Tuesday, December 21, 2010

Sugar & Spike: DC Comes to its Senses, Then Remembers That it is DC and Screws Up Again

For about ten seconds, all was right in the universe. Next summer, DC Comics is going to reprint the first ten issues of Sheldon Mayer's amazingly funny and cute Sugar & Spike.



Unfortunately, reality soon set in. They're doing it as a pricy, sixty dollar hardcover in their Archives line. Amazon listing.

I think somebody at DC missed the bit about these being kid's comics. The really crazy thing is that they have recently started up a line of 100-page $8 books reprinting recent superhero comics, and that's a line that makes sense for the material, even more than those big, thick Showcase Presents books. Look, Sugar & Spike is wonderful and silly, but it is for children. Sixty-dollar hardcovers are not. Get your heads together, DC!

Thursday, December 2, 2010

Fantagraphics Announces Barnaby for 2012



Here's some nice news from Fantagraphics. Just the other day, I was selling a customer on how she needed to buy a copy of The Carrot Seed on account of the nice cover artwork by Crockett Johnson, and now one of our favorite US-based publishers announces a complete run of the artist's celebrated Barnaby, which ran in newspapers from 1942-1952. Says Eric Reynolds over at Fantagraphics:

"This is a dream come true for us at Fantagraphics; Barnaby has literally been at the top of our wish list (or mine, personally, at least) for over a decade. The series will collect the strip's original run of dailies (, from April 1942 through February 1952, including the Ted Ferro and Jack Morley run from January 1946 to September 1947, for which Johnson consulted on before coming back to the strip for good until it's end in 1952."

Of course, we have to temper our enthusiasm just a hair when the announcement goes on to include a request of collectors for best-possible-quality copies of the first nineteen months of the strip.

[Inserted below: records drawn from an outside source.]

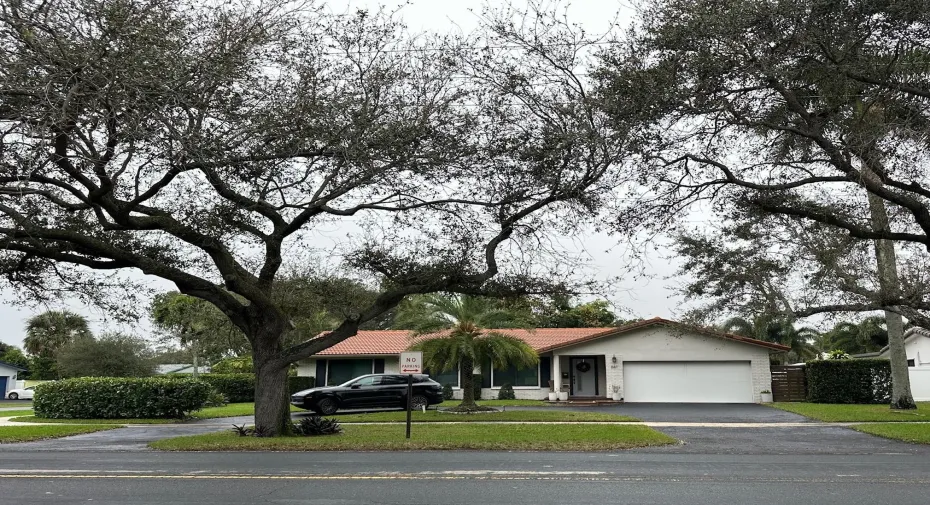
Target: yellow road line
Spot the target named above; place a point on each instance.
(523, 477)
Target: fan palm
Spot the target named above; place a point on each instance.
(776, 330)
(463, 340)
(49, 331)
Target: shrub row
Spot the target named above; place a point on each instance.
(849, 381)
(120, 398)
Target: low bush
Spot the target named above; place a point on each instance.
(120, 398)
(506, 393)
(295, 384)
(315, 426)
(236, 387)
(849, 381)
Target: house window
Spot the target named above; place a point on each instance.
(443, 378)
(343, 370)
(527, 377)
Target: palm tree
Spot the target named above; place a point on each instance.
(49, 331)
(462, 322)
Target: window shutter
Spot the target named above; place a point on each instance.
(545, 370)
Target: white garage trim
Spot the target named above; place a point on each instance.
(688, 381)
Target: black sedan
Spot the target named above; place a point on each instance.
(370, 391)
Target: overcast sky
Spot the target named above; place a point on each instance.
(644, 295)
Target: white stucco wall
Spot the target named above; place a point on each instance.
(10, 374)
(659, 343)
(917, 348)
(307, 367)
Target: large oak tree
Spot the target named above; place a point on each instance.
(813, 109)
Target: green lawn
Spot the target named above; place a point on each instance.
(502, 403)
(837, 413)
(432, 416)
(506, 437)
(11, 434)
(913, 433)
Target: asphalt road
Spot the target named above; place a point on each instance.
(767, 464)
(414, 478)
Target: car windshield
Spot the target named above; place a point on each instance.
(360, 381)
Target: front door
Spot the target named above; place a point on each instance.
(584, 376)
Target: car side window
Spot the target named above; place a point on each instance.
(367, 381)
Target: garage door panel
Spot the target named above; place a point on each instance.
(688, 381)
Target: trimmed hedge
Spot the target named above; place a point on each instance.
(849, 381)
(240, 387)
(295, 384)
(120, 398)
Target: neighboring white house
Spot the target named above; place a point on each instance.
(649, 361)
(917, 348)
(8, 377)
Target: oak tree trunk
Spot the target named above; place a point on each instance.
(890, 287)
(272, 411)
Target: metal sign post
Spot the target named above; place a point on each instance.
(410, 363)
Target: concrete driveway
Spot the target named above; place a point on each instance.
(702, 413)
(772, 434)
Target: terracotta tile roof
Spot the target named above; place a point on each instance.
(378, 342)
(372, 342)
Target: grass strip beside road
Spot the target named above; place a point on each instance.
(12, 434)
(507, 437)
(845, 413)
(913, 433)
(501, 403)
(432, 416)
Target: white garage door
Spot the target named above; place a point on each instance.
(687, 381)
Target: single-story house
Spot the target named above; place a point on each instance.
(917, 348)
(656, 360)
(180, 368)
(8, 373)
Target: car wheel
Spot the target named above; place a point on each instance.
(418, 402)
(327, 406)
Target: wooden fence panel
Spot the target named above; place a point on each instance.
(789, 384)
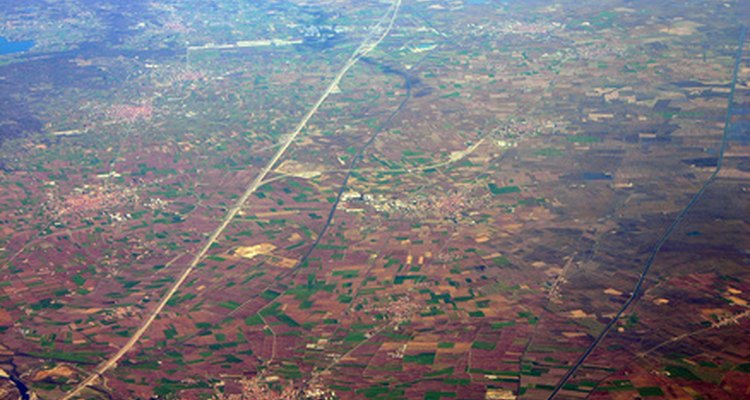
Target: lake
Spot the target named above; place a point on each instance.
(7, 47)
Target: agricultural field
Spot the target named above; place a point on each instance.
(331, 199)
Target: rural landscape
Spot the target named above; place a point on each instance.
(376, 199)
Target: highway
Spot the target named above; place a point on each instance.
(376, 36)
(663, 239)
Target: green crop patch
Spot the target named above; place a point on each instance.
(499, 190)
(421, 358)
(651, 391)
(483, 345)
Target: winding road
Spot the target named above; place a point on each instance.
(667, 234)
(374, 38)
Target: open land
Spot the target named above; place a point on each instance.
(375, 200)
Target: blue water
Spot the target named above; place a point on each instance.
(7, 47)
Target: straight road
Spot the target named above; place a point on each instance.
(680, 217)
(379, 32)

I think that's the same damn issue that's delayed their projected Pogo reprints for more than three years. Here's hoping the first book of Barnaby will indeed be on the shelves in April '12, in time for the strip's seventieth anniversary!

Additional, superior reporting available from Tom Spurgeon at The Comics Reporter, who broke the story and Heidi McDonald at The Beat.